Kehidupan dan Perjalanan Cak Ukil sebagai Kreator yang Mengedepankan Literasi
Mohamad Sulukhil Amin atau yang akrab disapa Cak Ukil adalah seorang kreator yang memiliki visi jelas dalam menghadirkan konten edukatif dan literasi. Berbeda dengan kebanyakan kreator yang hanya mengejar popularitas, Cak Ukil lebih fokus pada pengembangan diri dan memberikan nilai tambah bagi audiensnya.
Sebelum menjadi dikenal di dunia digital, Cak Ukil memiliki pengalaman hidup yang cukup berat. Ia pernah bekerja sebagai kolektor leasing selama lima tahun. Pengalaman tersebut menjadi fondasi kuat untuk membangun ketahanan mental dan kreativitasnya. Jalanan, tekanan pekerjaan, serta dinamika menghadapi berbagai jenis orang menjadi pelajaran berharga baginya.
“Pengalaman itu jadi bekal penting bagi saya supaya terus bertahan dan tetap rendah hati. Apalagi arus perubahan hidup ini begitu cepat,” ujarnya.
Cak Ukil tidak hanya dikenal sebagai kreator, tetapi juga sebagai penutur gagasan yang mengutamakan literasi. Di tengah derasnya arus konten instan yang sering kali dangkal, ia hadir sebagai penyejuk. Setiap karyanya selalu dibangun dengan dasar riset dan literasi, sehingga mampu memberikan wawasan yang bermanfaat bagi para penontonnya.
Langkah di Dunia Hiburan
Konsistensi dalam berkarya membuat Cak Ukil mendapat perhatian besar dari industri hiburan. Salah satu langkahnya adalah ikut serta dalam film Sekawan Limo karya Bayu Skak. Keterlibatannya dalam film tersebut menunjukkan bahwa karya-karya digital bisa membuka peluang lebih luas di dunia perfilman.
“Kuncinya hanya konsisten saja berkarya. Geluti apa yang kita suka dan kalau bisa yah bermanfaat bagi orang lain,” katanya.
Namun, di balik kesuksesannya sebagai kreator, Cak Ukil tetap menjalani tanggung jawabnya sebagai guru madrasah sejak 2016. Ia merasa bahwa menjadi pendidik adalah bagian penting dari hidupnya yang tidak bisa ditinggalkan. Di sanalah ia merasa memiliki tanggung jawab untuk membentuk karakter generasi muda.

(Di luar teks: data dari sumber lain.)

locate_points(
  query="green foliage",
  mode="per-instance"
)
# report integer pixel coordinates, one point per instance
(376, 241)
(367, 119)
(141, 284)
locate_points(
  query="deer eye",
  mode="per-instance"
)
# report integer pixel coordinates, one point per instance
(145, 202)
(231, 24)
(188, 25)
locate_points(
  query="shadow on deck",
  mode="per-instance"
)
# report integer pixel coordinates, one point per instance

“Itu bagian dari hidup saya yang tidak bisa saya tinggalkan. Karena disana saya merasa punya tanggung jawab untuk membangun dan membentuk karakter anak muda kita,” ungkapnya.
Penghargaan dan Dampak Positif
Konsistensi dan komitmennya dalam berkarya akhirnya mendapat apresiasi. Cak Ukil meraih penghargaan “Kreator Inspirasi Milenial” dalam ajang PWI Jombang Award 2026. PWI menilai bahwa Cak Ukil berhasil menghadirkan konten yang tidak hanya kreatif, tetapi juga edukatif dan relevan dengan kebutuhan generasi saat ini.

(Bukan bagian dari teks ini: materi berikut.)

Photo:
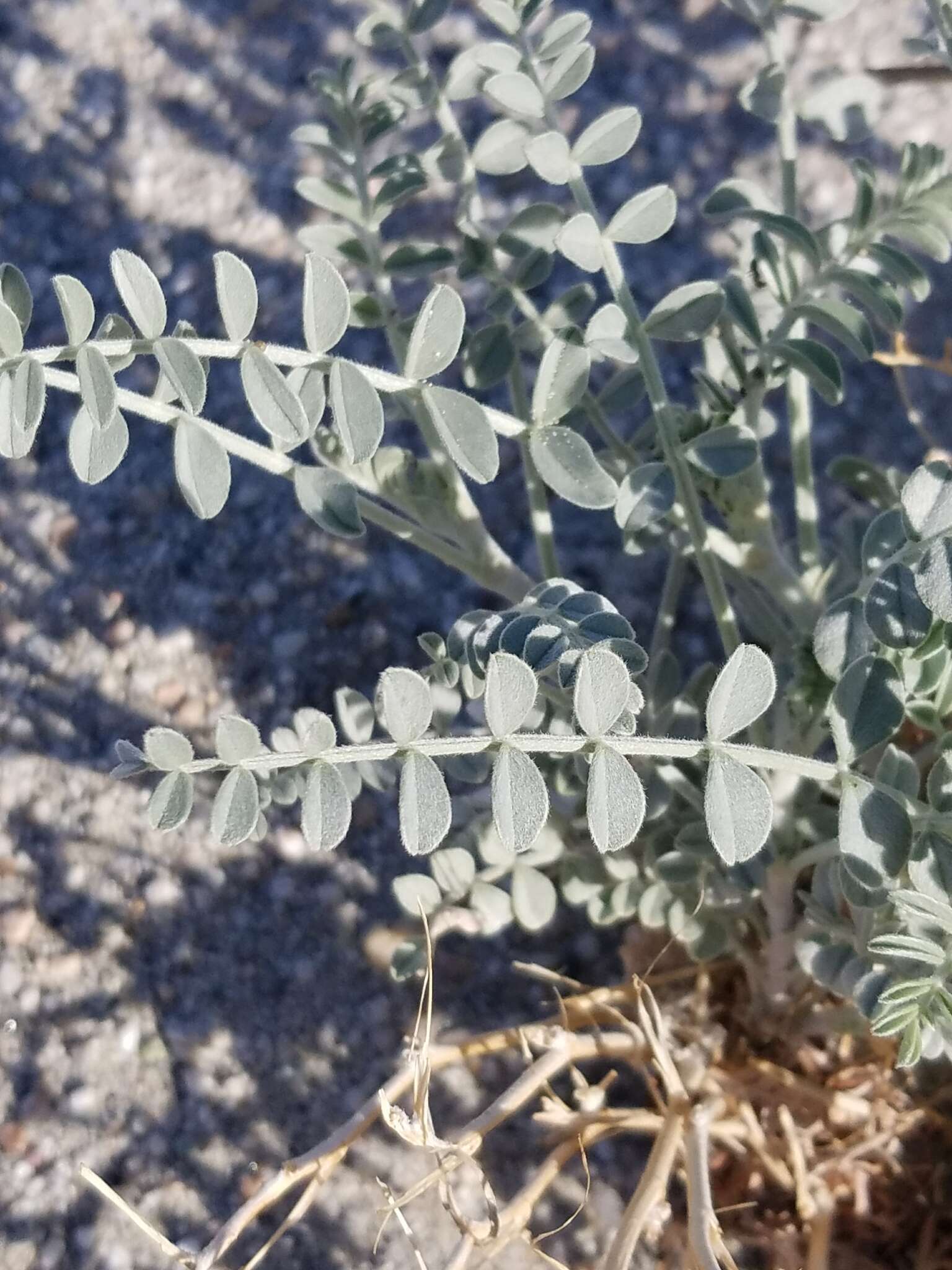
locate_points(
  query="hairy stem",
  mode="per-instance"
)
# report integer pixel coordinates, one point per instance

“Kategori ini tidak sekadar menilai popularitas, tetapi juga kedalaman makna. Kami menyebut bahwa ‘kreator’ merepresentasikan sosok yang aktif menciptakan karya orisinal, sementara ‘inspirasi’ mencerminkan dampak positif yang ditimbulkan,” kata Ketua PWI Jombang, Muhammad Mufid.
Mufid menegaskan bahwa Cak Ukil dinilai mampu merangkum ketiga unsur tersebut dalam satu kesatuan. Ia tidak hanya menghasilkan karya, tetapi juga membangun kesadaran kolektif di tengah masyarakat digital.
Keberadaan Cak Ukil sebagai Contoh
Di tengah riuhnya dunia maya yang sering kali bising tanpa makna, kehadiran Cak Ukil menjadi pengingat bahwa teknologi, jika dimanfaatkan secara bijak, dapat menjadi ruang untuk menebarkan inspirasi dan perubahan. Dengan visi dan komitmen yang jelas, ia telah membuktikan bahwa konten edukatif dan literasi bisa menjadi alat yang efektif untuk membangun masyarakat yang lebih cerdas dan sadar.